İd'in yersiz beklentilerini boşa çıkarmak her daim erdemli bir harekettir. İnsani mertebedir. Makul isteklerin yerine getirilmemesine gelince, evet ruhi açıdan insanda bir yaşanmamışlık duygusunu yaşatıyor. Fakat bu bozukluk bunun ötesinde bir yerde gelişiyor diyebilir miyiz?
Belki de hocam, işin nörolojik boyutunu pek bilmiyorum, bir çok yere bağlanabilir. Ruhani bir boyuta yüklemektense mekanizmamız da belli ki bu şekilde evrimleşen işleyen bir yapı var diye ele almayı tercih ederim. Tabi rasyonel varlıklar olduğumuz için sanırım düşünce yolu ile aşabiliyoruz zaman zaman bunları, belkide aşmış gibi yapıyoruzdur.

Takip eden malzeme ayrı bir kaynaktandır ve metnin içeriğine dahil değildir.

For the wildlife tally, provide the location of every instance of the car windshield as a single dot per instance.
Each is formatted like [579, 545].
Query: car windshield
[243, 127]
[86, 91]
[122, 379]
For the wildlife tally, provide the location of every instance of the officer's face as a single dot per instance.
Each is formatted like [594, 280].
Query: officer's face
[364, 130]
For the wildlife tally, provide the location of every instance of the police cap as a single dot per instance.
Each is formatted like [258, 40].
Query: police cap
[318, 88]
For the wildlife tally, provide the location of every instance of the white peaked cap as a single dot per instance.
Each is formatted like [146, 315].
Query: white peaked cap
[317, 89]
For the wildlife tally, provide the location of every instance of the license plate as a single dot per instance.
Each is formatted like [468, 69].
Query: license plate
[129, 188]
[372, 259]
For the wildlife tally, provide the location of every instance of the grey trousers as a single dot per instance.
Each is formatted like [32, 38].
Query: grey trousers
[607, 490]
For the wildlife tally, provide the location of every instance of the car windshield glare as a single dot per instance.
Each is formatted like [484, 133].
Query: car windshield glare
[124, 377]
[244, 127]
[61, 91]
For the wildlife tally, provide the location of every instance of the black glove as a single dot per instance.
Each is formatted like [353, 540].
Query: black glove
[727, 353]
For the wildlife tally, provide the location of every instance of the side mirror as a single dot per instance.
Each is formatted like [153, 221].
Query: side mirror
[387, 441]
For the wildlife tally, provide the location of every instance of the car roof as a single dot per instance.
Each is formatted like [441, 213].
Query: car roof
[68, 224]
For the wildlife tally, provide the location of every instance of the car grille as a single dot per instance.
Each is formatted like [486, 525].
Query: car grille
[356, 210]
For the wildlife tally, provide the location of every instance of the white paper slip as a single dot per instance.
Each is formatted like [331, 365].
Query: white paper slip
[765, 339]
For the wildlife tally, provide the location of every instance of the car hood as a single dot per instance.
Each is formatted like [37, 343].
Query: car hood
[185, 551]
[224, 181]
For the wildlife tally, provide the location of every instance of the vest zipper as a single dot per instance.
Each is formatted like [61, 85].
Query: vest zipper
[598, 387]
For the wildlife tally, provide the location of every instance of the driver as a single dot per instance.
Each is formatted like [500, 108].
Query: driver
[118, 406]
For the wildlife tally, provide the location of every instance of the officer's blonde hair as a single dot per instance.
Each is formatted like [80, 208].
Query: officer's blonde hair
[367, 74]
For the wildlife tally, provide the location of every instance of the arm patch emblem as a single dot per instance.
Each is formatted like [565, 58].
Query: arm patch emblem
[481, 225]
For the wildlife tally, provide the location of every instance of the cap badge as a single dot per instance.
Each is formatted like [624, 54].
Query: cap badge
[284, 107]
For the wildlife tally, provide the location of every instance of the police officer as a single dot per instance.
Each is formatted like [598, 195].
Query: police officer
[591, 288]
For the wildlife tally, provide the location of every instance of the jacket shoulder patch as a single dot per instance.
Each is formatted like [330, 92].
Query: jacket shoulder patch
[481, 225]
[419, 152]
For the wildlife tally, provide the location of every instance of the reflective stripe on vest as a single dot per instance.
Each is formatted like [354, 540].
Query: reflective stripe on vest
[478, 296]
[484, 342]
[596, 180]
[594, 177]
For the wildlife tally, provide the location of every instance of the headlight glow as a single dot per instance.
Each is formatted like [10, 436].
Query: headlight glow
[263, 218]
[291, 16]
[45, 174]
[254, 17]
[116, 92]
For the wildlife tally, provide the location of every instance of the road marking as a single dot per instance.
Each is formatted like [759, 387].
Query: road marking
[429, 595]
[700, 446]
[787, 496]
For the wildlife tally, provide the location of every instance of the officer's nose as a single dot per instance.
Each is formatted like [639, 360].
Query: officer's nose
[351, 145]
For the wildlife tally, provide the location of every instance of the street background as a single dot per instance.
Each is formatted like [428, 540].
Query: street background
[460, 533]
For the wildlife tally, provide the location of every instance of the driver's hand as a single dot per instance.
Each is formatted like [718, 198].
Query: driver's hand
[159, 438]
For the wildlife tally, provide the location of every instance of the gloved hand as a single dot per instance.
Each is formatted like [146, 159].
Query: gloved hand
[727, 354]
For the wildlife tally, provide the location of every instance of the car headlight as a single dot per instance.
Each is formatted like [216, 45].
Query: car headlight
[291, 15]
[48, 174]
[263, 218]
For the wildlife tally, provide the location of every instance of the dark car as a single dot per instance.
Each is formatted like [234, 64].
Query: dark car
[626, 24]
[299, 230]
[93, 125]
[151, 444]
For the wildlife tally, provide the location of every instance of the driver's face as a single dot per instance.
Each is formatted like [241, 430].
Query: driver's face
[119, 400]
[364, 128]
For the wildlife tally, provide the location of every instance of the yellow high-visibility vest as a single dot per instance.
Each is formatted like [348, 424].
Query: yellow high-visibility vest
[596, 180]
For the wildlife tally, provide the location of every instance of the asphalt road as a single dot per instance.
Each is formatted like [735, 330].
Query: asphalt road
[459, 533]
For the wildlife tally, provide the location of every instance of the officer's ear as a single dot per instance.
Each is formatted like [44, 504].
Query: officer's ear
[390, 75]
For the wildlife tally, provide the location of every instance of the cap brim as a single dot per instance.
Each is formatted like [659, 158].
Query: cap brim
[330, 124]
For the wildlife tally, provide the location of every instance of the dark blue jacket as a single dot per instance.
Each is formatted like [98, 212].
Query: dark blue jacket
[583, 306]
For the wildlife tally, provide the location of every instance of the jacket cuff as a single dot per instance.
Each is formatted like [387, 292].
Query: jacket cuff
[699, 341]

Kendini sevmek gibi argümanlar üretenlerin bu işi edebiyat boyunda değerlendirmesine bakma bu bir bastırma savunma mekanizması kişioğlu bunu yaşayamayınca 'yalnızlık güzel kendini sev' gibi argümanlar ile zihine fake atıp yarın bir gün patlar bir yerde. Kendini bu düşünce ile kandırıp depresan alıyor işte. Rasyonel bir varlık olmamız birşeyleri değiştirmez doğanın mekanizmasın da var bunlar bu istekler bu arzular karşılanmak zorundadır. Seven sevilen kişi iyileşir bu hayvanlarda da böyledir.